Выбрать главу

Телевидение работало на нас. В книжных магазинах висели плакаты с расписанием встреч. Эксклюзивные кормушки накрыли ханские столы. Сиживали мы за столами, сиживали, но это нельзя было съесть, от силы надкусить.

— По-моему, я обедаю сегодня в пятый раз, — задыхаясь, проговорил Генделев. Все координационные увязки он взял на себя, и увязал так, что палец было некуда просунуть.

Актовый зал университета был битком, Аксенов сидел в центре президиума, нерешительные вначале вопросы стали сыпаться лавиной, и мы из кожи вон лезли, подавая студиозусам товар лицом: что имеем — все и открываем.

Шлейф журналистов ловил каждое слово Аксенова, а фотошники фиксировали каждое его движение. Было положено начало музею Аксенова. Ребята, это было что-то с чем-то. Мы признавались друг другу, что уровень беспрецедентен.

Президент Шаймиев дал полуденный прием в резиденции. Семь человек правительства сидели напротив семи писателей. Чай не пили, пирожных не ели, правительство рта не раскрывало, — президент Шаймиев, старый лис, непринужденно и компетентно беседовал с русскими писателями об их книгах. Часа два. С коллективной фотографией.

Билеты на вечер в главный оперно-драматический театр были распроданы давно. Мы выходили на сцену в честь Аксенова: читали его прозу, вспоминали его жизнь и говорили про то, что он есть для нас всех. Потом Макар щелкнул пальцами и задал темп своим креолам, потом Козлов подул в сакс, потом Аксенова вытащили под овацию танцевать на сцене, он вел партнершу изящно, стильно, в ритме, было просто удивительно, как пластично он движется, щурится, усмехается в усы.

В семьдесят пять лет, спустя жизнь после детства, огромную, пеструю и славную жизнь, «в России надо жить долго», он вернулся в свой город королем, и был принят по-королевски, триумфально, выше не бывает.

Как жаль, что вас не было с нами, да?

— Ведь скоро уже, — сказал он о смерти журналистке в Москве и повел плечом. — И не страшно это, просто — непостижимо.

Евгений Евтушенко

Ясное дело: поэт в России — больше, чем поэт

Первомай 1961-го на Красной площади

В Белом доме президент США Ричард Никсон и госсекретарь Генри Киссинджер принимают самого знаменитого поэта того времени Евгения Евтушенко

Михаил Веллер. В далекие шестидесятые на картошке мы, первокурсники Ленинградского университета, пели этакую песенку городского фольклора:

По ночной Москве идет девчонка, каблуками цок-цок-цок, а навстречу ей идет сторонкой незнакомый паренек.

И дальше следует сцена уличного знакомства, завязывание разговора:

Он ей говорит: «Каких поэтов вы любите читать стихи?» А она ему в ответ на это: «Евтушенко — мой дружок».

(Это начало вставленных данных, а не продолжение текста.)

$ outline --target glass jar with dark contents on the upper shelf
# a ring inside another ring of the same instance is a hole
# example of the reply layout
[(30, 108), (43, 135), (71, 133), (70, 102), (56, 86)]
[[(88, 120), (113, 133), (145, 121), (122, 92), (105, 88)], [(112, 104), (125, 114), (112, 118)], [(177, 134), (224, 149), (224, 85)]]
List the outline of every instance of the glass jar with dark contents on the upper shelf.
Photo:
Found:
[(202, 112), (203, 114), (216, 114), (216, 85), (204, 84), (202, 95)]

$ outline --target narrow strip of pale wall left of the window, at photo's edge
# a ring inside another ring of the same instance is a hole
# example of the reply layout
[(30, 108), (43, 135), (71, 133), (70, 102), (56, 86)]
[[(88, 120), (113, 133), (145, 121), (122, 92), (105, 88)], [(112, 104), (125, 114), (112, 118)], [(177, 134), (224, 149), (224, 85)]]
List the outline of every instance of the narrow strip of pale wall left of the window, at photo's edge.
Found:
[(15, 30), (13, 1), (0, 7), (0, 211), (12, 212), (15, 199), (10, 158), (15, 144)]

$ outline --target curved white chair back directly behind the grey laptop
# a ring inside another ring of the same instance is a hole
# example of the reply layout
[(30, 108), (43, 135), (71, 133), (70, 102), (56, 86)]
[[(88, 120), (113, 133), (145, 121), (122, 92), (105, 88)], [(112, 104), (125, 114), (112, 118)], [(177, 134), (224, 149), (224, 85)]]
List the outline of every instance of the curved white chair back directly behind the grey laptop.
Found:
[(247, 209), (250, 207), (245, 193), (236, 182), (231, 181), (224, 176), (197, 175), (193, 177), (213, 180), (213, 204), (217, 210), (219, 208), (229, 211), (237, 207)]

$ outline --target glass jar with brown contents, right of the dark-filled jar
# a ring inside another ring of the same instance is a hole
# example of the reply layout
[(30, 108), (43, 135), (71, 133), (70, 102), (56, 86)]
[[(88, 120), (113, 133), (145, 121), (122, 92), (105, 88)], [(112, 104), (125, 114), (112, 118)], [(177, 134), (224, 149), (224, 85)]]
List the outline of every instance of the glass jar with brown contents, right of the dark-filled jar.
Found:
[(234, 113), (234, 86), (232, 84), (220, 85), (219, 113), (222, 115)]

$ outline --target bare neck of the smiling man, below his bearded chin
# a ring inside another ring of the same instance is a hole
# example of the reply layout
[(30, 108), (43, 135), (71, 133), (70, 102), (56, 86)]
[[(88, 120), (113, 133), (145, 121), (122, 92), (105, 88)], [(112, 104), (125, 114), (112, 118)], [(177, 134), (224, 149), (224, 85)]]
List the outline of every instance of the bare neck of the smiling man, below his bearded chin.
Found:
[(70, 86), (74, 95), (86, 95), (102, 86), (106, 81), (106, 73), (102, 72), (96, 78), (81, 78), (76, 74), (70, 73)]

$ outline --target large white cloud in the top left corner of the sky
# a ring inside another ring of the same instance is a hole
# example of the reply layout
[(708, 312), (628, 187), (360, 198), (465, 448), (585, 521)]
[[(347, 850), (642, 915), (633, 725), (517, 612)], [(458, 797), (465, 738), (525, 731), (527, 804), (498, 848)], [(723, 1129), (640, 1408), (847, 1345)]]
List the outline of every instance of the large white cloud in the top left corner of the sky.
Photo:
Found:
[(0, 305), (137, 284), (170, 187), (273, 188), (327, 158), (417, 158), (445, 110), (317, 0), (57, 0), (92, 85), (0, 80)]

Вот насколько вы были в славе и на слуху. Четкая семантическая пара: фрукт — яблоко, лайнер — серебристый, поэт — Пушкин, современный поэт — Евтушенко.

Ни в коем случае никого не хочу принижать, гремели имена поколения, были гениальные поэты, — но Евтушенко звучал номером первым.

Скажите, каково это — чувствовать себя поэтом, прославленным в стране, как, в общем, при жизни ни один до вас? Я ведь помню вашу фразу о завистниках уже девяностых годов к шестидесятникам: «Это зависть уксуса к шампанскому!»

Евгений Евтушенко. Вы знаете, Миша, можно воспринять мои слова, конечно, как лицемерие или кокетство, но даю вам честное слово, вот как на духу, — не до того мне. Да некогда думать о дребедени, блеске или чем там еще, настолько я делаю себя занятым человеком, набиваю свой день до отказа другими делами, нужными, совершенно разными вещами. Я хорошо сплю без снотворного, потому что я всегда отрабатываю весь свой день до конца, — не отрабатываю, а живу этот день до конца, проживаю его, любой! Так что мне некогда рассуждать там о собственной славе, недостаточной или сверхдостаточной и так далее.

Но безусловно, когда я слышу, что вот все-таки поэтам, или иным прославленным людям, таким талантливым людям, как вы, простительно то или другое, — я всегда категорически против этого. Мне очень не нравится поведение некоторых наших попсовых временных звезд, когда они хвастаются, показывают свои перстни, рассказывают, кто им подарил машины, строят себе какие-то дворцы. Понимаете, мне это глубоко чуждо. Они вообще считают, что им позволено что-то другое, нежели всем. Их ведь даже милиционеры останавливают подобострастно-уважительно: как же, знаменитый человек. А в этот момент — это человек, нарушивший закон, и все тут! А он убежден, что ему-то можно.